Faith- 02/07/19

His First Sermon

By Pastor Jerry Donovan

In the fourth chapter of Luke, Jesus’s sermon in his hometown of Nazareth is not only a life-changing sermon, it is a life-changing act. God has now entered the world in the flesh of a human man so that no human being can be overlooked. No one can be left in a place of oppression. No one is unworthy of God’s good news.

He declares in his first sermon that he is fulfilling the Old Testament prophesies of Isaiah to preach good news to the poor, proclaim release to the prisoners, heal the blind and sick, liberate the oppressed, and proclaim the Jubilee year of the Lord’s favor. This passage is a fair rebuttal to the statement that, Jesus was born to die on the cross. According to Jesus’s own words, he was not born to die. He was born to save, free, and liberate.

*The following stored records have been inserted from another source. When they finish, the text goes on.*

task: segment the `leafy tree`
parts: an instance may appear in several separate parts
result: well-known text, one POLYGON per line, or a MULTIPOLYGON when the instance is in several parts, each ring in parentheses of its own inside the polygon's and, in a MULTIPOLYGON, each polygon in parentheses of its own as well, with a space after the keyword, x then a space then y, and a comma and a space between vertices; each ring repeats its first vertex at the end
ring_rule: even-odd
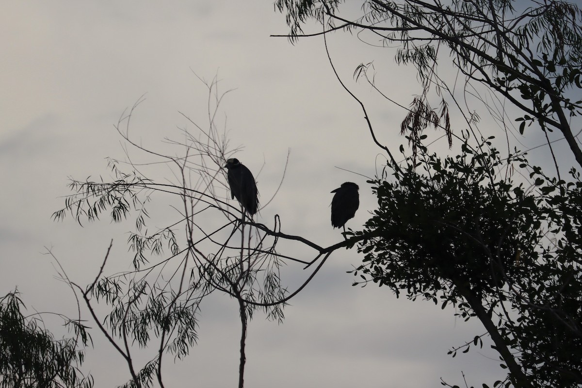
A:
MULTIPOLYGON (((365 254, 354 273, 360 282, 388 286, 397 296, 431 300, 443 308, 452 304, 462 318, 477 317, 508 371, 494 386, 579 386, 582 183, 574 168, 569 177, 561 176, 548 132, 559 131, 582 166, 574 131, 582 106, 577 98, 582 87, 582 11, 565 1, 363 0, 361 13, 354 16, 343 3, 278 0, 276 5, 286 15, 292 41, 343 29, 358 31, 368 42, 372 36, 382 47, 399 45, 396 62, 416 67, 422 91, 401 125, 411 149, 407 156, 401 146, 403 163, 378 143, 365 115, 388 161, 370 181, 378 208, 350 239, 365 254), (311 19, 323 32, 304 33, 311 19), (464 79, 448 82, 438 71, 443 62, 464 79), (458 81, 464 82, 464 94, 453 87, 458 81), (526 152, 511 151, 509 136, 502 156, 492 137, 478 134, 478 115, 459 101, 469 99, 467 90, 478 92, 480 85, 500 105, 509 102, 517 108, 520 134, 533 124, 545 134, 556 177, 530 164, 526 152), (451 124, 452 106, 464 119, 462 137, 451 124), (460 154, 430 151, 423 143, 429 125, 444 130, 449 146, 458 138, 460 154)), ((354 75, 390 99, 370 76, 373 69, 363 64, 354 75)), ((510 131, 505 108, 496 113, 493 118, 510 131)), ((481 337, 450 353, 482 345, 481 337)))
POLYGON ((189 354, 198 339, 201 304, 210 294, 222 293, 239 305, 238 386, 242 388, 247 328, 255 312, 262 309, 268 319, 282 322, 287 301, 313 278, 333 251, 353 245, 342 241, 322 247, 282 233, 278 216, 269 229, 244 215, 239 204, 230 200, 223 168, 237 151, 229 147, 226 131, 218 127, 224 94, 218 92, 216 79, 205 86, 208 122, 198 124, 184 115, 196 131, 184 129, 180 140, 166 139, 180 150, 178 156, 145 148, 129 137, 130 119, 139 101, 122 115, 116 128, 126 149, 154 156, 155 161, 134 162, 129 152, 127 161, 111 159, 110 180, 72 180, 73 194, 54 214, 55 220, 72 216, 79 223, 104 215, 115 222, 126 219, 134 222, 127 239, 132 257, 115 260, 129 261, 130 270, 108 274, 110 244, 93 282, 83 286, 69 282, 98 329, 125 360, 130 377, 124 387, 150 387, 154 383, 164 387, 166 355, 175 361, 189 354), (147 168, 160 164, 170 168, 175 182, 159 183, 147 177, 147 168), (151 209, 159 209, 162 204, 171 208, 173 221, 164 227, 148 227, 151 209), (279 253, 281 239, 315 250, 315 257, 307 262, 279 253), (289 292, 281 284, 283 261, 306 268, 318 259, 297 290, 289 292), (98 314, 100 305, 108 311, 104 317, 98 314), (134 356, 141 349, 153 350, 144 351, 150 352, 150 361, 143 365, 134 356))
POLYGON ((83 348, 90 340, 86 328, 61 316, 75 336, 55 340, 42 327, 40 314, 25 316, 24 309, 17 291, 0 298, 0 387, 92 387, 91 376, 79 369, 84 361, 83 348))
MULTIPOLYGON (((582 166, 582 151, 574 133, 577 126, 570 118, 582 108, 582 101, 572 99, 582 87, 582 10, 577 5, 561 0, 360 2, 357 15, 353 8, 342 12, 340 0, 275 3, 286 13, 292 40, 304 36, 304 24, 314 19, 325 24, 324 33, 363 30, 371 33, 368 40, 372 44, 379 40, 382 47, 399 45, 396 62, 414 65, 423 87, 402 123, 403 133, 409 131, 413 138, 417 140, 428 124, 442 122, 450 142, 451 101, 446 96, 455 96, 449 87, 452 83, 445 83, 439 73, 437 65, 445 62, 457 69, 466 82, 486 86, 518 108, 522 112, 517 118, 521 133, 533 123, 544 131, 559 130, 582 166), (439 110, 431 107, 431 90, 439 97, 439 110)), ((359 74, 370 65, 363 65, 359 74)), ((475 118, 470 110, 463 114, 470 126, 475 118)))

The Berlin Wall was a guarded concrete barrier that physically and ideologically divided Berlin from 1961 to 1989. It was constructed by the German Democratic Republic, starting on August 13,1961. The Wall cut off West Berlin from virtually all of surrounding East Germany and East Berlin until government officials opened it in November 1989.

On June 26, 1963 U.S. President John F. Kennedy visited West Berlin. Before an audience of 450,000 he declared in his Ich bin ein Berliner speech the support of the United States for West Germany and especially the people of West Berlin. He said: “Two thousand years ago, the proudest boast was civis romanus sum (I am a Roman citizen). Today, from the world of freedom, the proudest boast is “ich bin ein Berliner!”… All free men, wherever they may live, are citizens of Berlin, and therefore, as a free man, I take pride in the words ich bin ein Berliner!”

In a speech at the Brandenburg Gate on the 750th anniversary of Berlin on June 12, 1987, President Ronald Reagan challenged Mikhail Gorbachev, the General Secretary of the Communist Party of the Soviet Union, to tear down the Wall as a symbol of increasing freedom in the Eastern Bloc, made up of the countries of Bulgaria, Czechoslovakia. East Germany, Hungary, Poland, and Romania.

On Sept. 13, 1964 Dr. Martin Luther King Jr. visited the wall and commented on the absurdity of the barricade as follows: “No man-made barrier can obliterate the fact that God’s children reside on both sides, he said. There is no East, no West, no North, no South, but one great fellowship of love throughout the whole, wide world…Wherever reconciliation is taking place, men are breaking down the dividing walls of hostility which separate them from their brothers, there Christ continues to perform his ministry of reconciliation.”

By 1961 3.5 million or 20% of the entire East German population had fled the Communist rulers in the East to freedom in the democratic countries of Western Europe. People continued trying to escape to the non-Communist ruled countries in the West resulting in at least 140 deaths.

I believe that the peace and abundance enjoyed by the peoples and countries of Western Europe was due to God keeping his promises spoken by Jesus in his first sermon. Words well worth revisiting today.